There’s nothing inherently wrong with it, it’s a simple sandwich and by all accounts it tastes good. But to dip the Prime rib without making a mess adds precious time to a sandwich that has to be out in less than 3 1/2 minutes, and when it comes up as the 8th sandwich in 2 minutes you’re almost certain to get chewed out.
Then, whenever I go on break and someone orders it, I come back to a station that is completely stained in that nasty Aus Jus because people don’t know how to use a pair of tongs and a pan at the same time.”

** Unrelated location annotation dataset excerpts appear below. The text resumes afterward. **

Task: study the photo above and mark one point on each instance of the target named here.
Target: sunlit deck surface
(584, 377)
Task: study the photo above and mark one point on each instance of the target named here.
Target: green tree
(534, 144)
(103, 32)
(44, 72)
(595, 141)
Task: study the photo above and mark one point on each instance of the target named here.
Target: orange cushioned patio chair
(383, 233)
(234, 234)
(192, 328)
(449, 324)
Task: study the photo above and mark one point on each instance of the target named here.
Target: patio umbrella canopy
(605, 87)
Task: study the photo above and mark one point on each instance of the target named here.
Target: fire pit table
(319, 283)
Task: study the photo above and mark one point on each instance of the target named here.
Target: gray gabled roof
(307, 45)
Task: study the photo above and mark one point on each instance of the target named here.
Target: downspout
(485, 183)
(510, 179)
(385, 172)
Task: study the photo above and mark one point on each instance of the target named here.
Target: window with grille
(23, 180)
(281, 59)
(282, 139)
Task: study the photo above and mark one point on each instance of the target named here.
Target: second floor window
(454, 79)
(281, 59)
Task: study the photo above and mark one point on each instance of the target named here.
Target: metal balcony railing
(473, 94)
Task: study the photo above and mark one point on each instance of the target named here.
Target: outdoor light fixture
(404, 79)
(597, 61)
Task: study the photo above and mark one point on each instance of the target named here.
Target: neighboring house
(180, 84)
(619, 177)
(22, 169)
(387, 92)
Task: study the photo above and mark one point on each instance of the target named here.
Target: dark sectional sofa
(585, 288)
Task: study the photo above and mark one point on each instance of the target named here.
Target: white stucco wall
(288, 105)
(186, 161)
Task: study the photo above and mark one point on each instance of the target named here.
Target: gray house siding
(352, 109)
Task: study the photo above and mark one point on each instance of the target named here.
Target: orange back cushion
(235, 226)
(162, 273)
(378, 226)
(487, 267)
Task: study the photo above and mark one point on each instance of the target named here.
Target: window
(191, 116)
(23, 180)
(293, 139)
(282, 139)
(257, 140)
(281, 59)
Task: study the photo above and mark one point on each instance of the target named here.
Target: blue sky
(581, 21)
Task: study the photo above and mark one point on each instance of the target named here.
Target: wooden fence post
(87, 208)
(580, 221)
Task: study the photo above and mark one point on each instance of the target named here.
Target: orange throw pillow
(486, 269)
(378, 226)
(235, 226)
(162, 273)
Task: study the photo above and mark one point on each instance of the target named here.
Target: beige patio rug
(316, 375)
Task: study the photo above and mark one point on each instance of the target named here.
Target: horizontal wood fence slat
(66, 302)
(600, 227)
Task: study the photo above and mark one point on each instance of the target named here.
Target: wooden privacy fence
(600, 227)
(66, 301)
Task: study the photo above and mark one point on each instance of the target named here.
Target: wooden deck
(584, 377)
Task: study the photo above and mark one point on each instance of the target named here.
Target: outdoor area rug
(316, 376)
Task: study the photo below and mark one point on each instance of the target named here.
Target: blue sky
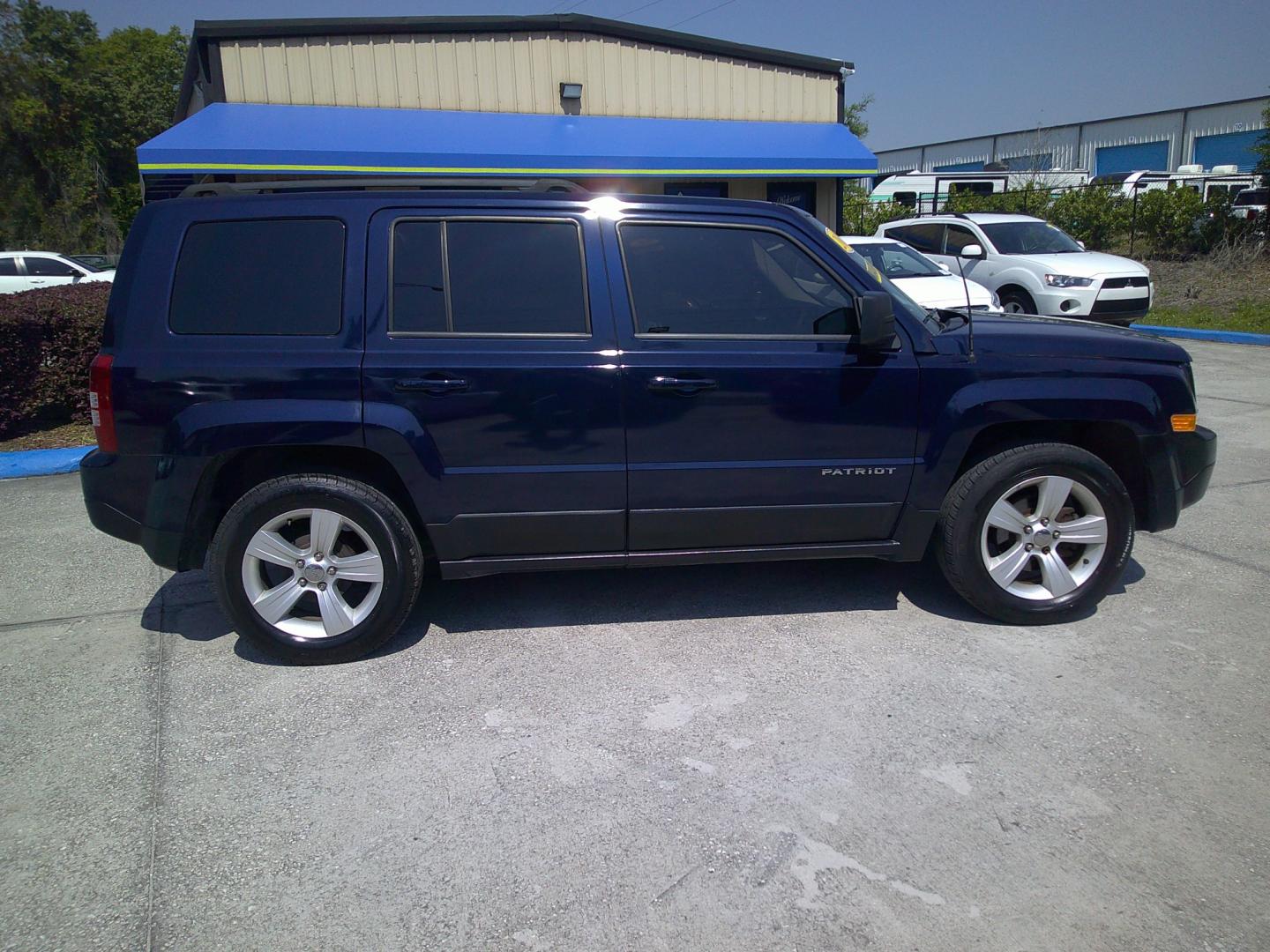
(938, 70)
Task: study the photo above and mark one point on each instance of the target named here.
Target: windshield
(1029, 238)
(897, 260)
(93, 263)
(902, 300)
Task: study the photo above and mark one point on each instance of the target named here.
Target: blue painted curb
(40, 462)
(1222, 337)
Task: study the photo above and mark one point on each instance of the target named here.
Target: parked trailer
(929, 190)
(1220, 179)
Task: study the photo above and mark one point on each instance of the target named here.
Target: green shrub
(48, 340)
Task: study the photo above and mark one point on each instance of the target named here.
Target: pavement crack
(1233, 400)
(675, 885)
(1206, 554)
(158, 775)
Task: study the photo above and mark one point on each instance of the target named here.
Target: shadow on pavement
(184, 606)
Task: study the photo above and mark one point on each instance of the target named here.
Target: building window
(698, 190)
(488, 279)
(800, 195)
(926, 238)
(259, 277)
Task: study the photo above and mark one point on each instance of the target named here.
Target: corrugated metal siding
(1179, 129)
(1138, 131)
(755, 190)
(521, 72)
(1059, 144)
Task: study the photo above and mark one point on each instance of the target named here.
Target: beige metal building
(578, 70)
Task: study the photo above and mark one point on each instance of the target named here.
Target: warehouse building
(1218, 133)
(612, 106)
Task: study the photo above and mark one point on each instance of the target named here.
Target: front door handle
(437, 386)
(687, 386)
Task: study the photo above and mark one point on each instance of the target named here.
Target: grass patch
(1229, 290)
(49, 435)
(1250, 316)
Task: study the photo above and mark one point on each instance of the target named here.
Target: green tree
(860, 216)
(854, 117)
(72, 109)
(1263, 147)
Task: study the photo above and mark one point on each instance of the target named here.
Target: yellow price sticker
(837, 238)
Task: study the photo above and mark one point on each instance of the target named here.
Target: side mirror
(877, 320)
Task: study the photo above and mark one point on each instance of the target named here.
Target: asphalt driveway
(788, 755)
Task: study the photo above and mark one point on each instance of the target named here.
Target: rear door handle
(437, 386)
(687, 386)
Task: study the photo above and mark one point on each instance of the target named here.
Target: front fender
(1045, 403)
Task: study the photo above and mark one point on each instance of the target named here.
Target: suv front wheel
(315, 569)
(1036, 533)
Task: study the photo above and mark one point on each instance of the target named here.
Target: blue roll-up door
(1140, 156)
(1227, 149)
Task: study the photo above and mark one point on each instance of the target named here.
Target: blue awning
(242, 138)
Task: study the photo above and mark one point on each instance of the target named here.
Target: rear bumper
(106, 498)
(1179, 469)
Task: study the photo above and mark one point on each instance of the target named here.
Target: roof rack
(206, 190)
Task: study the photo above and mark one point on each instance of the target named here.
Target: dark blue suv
(318, 394)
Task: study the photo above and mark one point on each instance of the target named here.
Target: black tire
(966, 510)
(372, 513)
(1020, 299)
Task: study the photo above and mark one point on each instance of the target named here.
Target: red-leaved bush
(48, 339)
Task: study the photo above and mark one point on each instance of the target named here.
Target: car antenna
(969, 320)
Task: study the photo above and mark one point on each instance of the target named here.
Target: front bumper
(1110, 305)
(1179, 469)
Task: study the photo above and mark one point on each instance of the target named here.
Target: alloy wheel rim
(1044, 537)
(312, 574)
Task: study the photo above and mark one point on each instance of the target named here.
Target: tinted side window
(49, 268)
(488, 277)
(418, 279)
(958, 238)
(729, 282)
(259, 277)
(926, 236)
(516, 277)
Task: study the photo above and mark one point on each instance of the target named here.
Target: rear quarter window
(279, 276)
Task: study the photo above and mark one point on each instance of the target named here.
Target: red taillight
(100, 403)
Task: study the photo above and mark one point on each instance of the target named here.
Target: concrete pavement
(764, 756)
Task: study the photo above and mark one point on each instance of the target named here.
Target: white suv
(1033, 265)
(23, 271)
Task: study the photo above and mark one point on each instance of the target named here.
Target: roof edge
(1081, 122)
(569, 22)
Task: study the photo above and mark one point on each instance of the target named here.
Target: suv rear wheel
(1018, 301)
(1036, 533)
(315, 569)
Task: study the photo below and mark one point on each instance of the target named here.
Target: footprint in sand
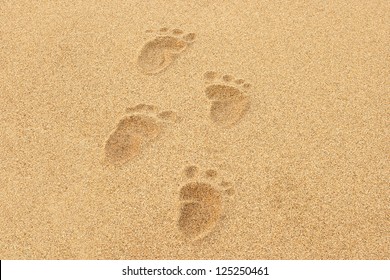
(201, 203)
(142, 125)
(157, 54)
(228, 96)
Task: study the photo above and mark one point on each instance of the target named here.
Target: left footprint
(143, 125)
(157, 54)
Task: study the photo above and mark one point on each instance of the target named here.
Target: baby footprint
(157, 54)
(229, 100)
(142, 125)
(201, 204)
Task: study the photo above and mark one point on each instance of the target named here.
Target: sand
(194, 129)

Being The Chef And The Driver Doesn’t Always Work Out So Well
“I used to work for a restaurant that did catering, and although I was a delivery driver, my boss sometimes asked me for help making the orders in the restaurant (usually when there was a shortage of workers due to people being lazy.) We mainly sold subs and one of the items was a party platter, with like 20 tiny little subs on it. It took at least half an hour to make it, and it was very tedious because we had to make like 5 different kinds of subs, split them up, and make it all look pretty. I didn’t hate people for ordering it because usually the people that did tipped very well.
What annoyed me slightly more was when I’d make the order myself and drive it out to big fancy buildings with glass doors and deliver it to some corporate meeting with all these people in business suits, and they didn’t tip at all. Since I was technically a delivery driver (in-shop workers got paid minimum wage because they got tipped less), I was working on $5 an hour. Having to do the in-shop work AND the driving, make something complicated, and then get no tip for it from people that could obviously afford it? That was irritating.”

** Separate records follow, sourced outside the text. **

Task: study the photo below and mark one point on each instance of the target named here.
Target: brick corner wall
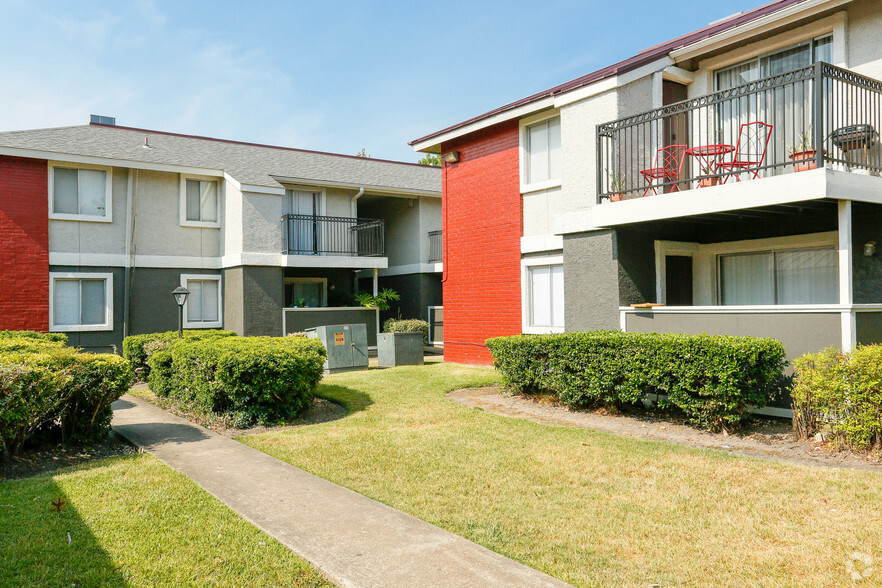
(483, 224)
(24, 244)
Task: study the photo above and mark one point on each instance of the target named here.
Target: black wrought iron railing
(435, 240)
(815, 116)
(306, 234)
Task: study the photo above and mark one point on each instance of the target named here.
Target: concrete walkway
(353, 540)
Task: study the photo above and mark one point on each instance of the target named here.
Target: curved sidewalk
(353, 540)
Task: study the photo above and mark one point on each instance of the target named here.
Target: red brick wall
(483, 224)
(24, 244)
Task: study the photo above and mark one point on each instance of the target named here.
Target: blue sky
(331, 76)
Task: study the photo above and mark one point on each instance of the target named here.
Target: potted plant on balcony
(617, 187)
(803, 152)
(707, 178)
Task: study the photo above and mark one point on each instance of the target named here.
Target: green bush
(134, 346)
(56, 393)
(840, 395)
(57, 337)
(255, 379)
(407, 326)
(715, 380)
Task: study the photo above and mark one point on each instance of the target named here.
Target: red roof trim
(642, 58)
(231, 142)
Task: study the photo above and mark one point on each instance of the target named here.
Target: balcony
(767, 128)
(435, 246)
(306, 234)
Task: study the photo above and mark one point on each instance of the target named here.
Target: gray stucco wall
(101, 341)
(591, 281)
(866, 271)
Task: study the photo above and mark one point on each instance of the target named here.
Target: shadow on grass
(353, 400)
(34, 540)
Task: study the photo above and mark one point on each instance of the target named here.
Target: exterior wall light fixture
(180, 293)
(451, 157)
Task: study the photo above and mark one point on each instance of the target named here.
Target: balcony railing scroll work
(307, 234)
(815, 116)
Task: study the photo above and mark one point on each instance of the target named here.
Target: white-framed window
(204, 306)
(200, 202)
(786, 276)
(80, 192)
(306, 292)
(540, 154)
(80, 301)
(543, 294)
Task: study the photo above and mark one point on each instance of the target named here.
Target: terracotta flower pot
(809, 154)
(708, 181)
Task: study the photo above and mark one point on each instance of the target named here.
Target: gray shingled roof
(246, 162)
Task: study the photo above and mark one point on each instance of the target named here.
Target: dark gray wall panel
(591, 281)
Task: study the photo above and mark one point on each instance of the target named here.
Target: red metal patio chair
(667, 167)
(753, 140)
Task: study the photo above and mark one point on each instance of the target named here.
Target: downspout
(128, 263)
(353, 207)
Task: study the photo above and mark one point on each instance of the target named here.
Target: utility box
(346, 346)
(399, 349)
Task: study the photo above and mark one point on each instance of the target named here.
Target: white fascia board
(367, 187)
(761, 25)
(434, 144)
(127, 163)
(411, 268)
(541, 243)
(141, 261)
(254, 189)
(577, 221)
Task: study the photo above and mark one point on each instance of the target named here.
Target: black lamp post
(180, 293)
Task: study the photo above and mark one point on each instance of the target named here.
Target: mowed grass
(587, 507)
(134, 522)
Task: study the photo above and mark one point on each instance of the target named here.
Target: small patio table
(707, 155)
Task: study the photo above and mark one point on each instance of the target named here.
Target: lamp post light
(180, 293)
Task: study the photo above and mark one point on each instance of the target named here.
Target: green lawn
(133, 522)
(587, 507)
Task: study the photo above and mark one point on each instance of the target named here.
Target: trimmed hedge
(56, 337)
(56, 393)
(715, 380)
(261, 380)
(840, 395)
(133, 345)
(407, 326)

Making Donut Holes Isn’t As Easy As It Seems
“I worked the overnight shift in a bakery. To this day, I don’t even like to eat donut holes, let alone make them. We had this giant stainless-steel gadget that I was supposed to fill, then crank so it dispensed small bits of batter into the deep fryer. It was messy, time-consuming, and really a two-person job if only for purposes of basic kitchen safety. Also, they never really trained me on how to use that thing.”

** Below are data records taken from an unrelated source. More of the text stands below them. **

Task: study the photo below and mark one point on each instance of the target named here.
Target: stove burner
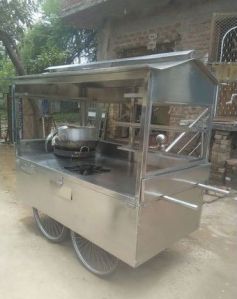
(87, 169)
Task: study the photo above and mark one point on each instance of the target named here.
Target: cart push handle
(174, 200)
(208, 187)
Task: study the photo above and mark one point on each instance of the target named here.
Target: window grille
(224, 38)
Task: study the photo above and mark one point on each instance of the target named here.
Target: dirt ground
(202, 266)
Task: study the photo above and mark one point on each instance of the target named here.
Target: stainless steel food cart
(149, 193)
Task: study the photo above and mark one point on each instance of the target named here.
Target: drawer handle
(57, 182)
(28, 169)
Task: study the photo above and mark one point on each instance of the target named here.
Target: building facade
(128, 28)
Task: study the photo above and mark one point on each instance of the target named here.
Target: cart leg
(92, 257)
(50, 228)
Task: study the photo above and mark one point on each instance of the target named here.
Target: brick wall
(188, 26)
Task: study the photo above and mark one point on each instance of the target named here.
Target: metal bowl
(74, 138)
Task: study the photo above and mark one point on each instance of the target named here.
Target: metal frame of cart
(150, 199)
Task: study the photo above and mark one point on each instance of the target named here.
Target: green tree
(15, 16)
(51, 42)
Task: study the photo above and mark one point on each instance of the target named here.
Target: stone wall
(187, 25)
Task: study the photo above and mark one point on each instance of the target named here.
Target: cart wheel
(92, 257)
(50, 228)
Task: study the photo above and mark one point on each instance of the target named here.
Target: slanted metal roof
(145, 60)
(75, 73)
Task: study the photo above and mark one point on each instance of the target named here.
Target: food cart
(125, 169)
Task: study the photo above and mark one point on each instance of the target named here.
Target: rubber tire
(88, 266)
(59, 239)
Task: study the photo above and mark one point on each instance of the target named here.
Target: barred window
(224, 38)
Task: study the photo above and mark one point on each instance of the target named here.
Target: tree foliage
(15, 16)
(32, 46)
(51, 42)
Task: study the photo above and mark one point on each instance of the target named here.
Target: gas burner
(87, 169)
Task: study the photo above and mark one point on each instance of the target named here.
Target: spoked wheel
(94, 258)
(50, 228)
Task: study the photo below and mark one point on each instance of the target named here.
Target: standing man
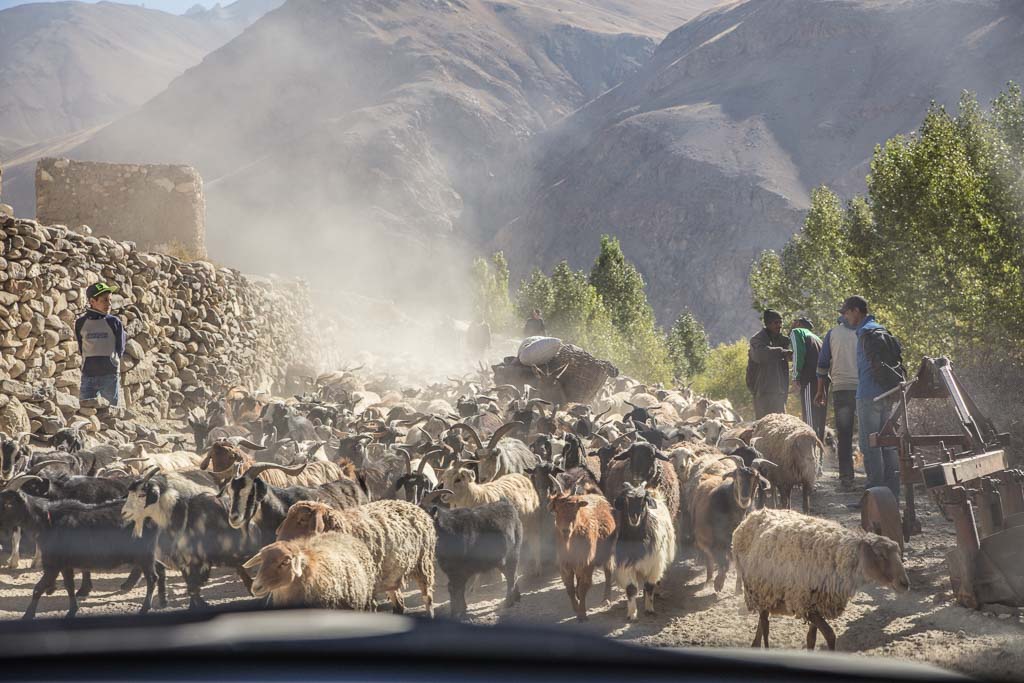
(768, 367)
(880, 368)
(478, 339)
(101, 343)
(806, 349)
(838, 375)
(535, 325)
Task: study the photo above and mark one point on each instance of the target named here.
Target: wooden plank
(962, 471)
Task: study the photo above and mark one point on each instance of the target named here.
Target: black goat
(248, 495)
(195, 532)
(471, 541)
(76, 536)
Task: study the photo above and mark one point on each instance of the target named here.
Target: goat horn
(38, 467)
(246, 443)
(257, 469)
(511, 387)
(469, 430)
(409, 460)
(735, 459)
(20, 480)
(425, 460)
(501, 431)
(557, 484)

Seafood Towers Look Nice, But They Can Be Overwhelming To The Chef
“We have a seafood tower at work and it is the biggest pain in the butt. It has two bowls that go on a stand full of shaved ice. Then, depending on how many it’s for, there’s 2-4 shucked oysters, 2-4 boiled shrimp, chilled lobster tails, and two king crab legs, plus cocktail sauce and lemons. Without fail, we will get slammed and at least half the crap isn’t prepped. Or we have to shave ice at least three times a night. It’s little stuff, but when you have 30 tickets up and you’re waiting on shrimp or ice for 10 towers, it’s a pain. Plus, these things take up my entire tiny window, so I’m constantly calling for servers to run this crap so I can put plates up. Of course, I get ignored so then I have to try to find room to make the rest of my stuff as all this seafood is dying in the window.”
The Sicilian Grilled Cheese Used To Be Fairly Simple Unil The Manager Stepped In
“I worked at a big, two week-long fair in the summer. We served ‘gourmet’ grilled cheese sandwiches and I was the grill guy. There was one sandwich called the Sicilian and it was the hardest thing to make. It was a nice sandwich and all, and it was fine to make for a while, but at that point, we were using steak weights to press it on the grill. Before going further, I’ll explain the contents of a Sicilian sandwich.
Bread, a metric crap ton of grated mozzarella, capicolli, mortadella, some balsamic reduction, more mozzarella, and bread. You buttered both sides and slapped that sucker on the grill. Everything worked out just fine with steak weights, they compressed it and it cooked through fairly quickly and evenly.
But nooooooo. My manager decided steak weights made the sandwiches look too small, and so he stole them from our stand and we never saw them again. So without the weights, this sandwich is a good ten centimeters thick and is a mess every time you flip it (cheese, cheese everywhere). The sandwich is so spaced out that by the time it’s cooked through it’s black on the sides and burnt and worthless.”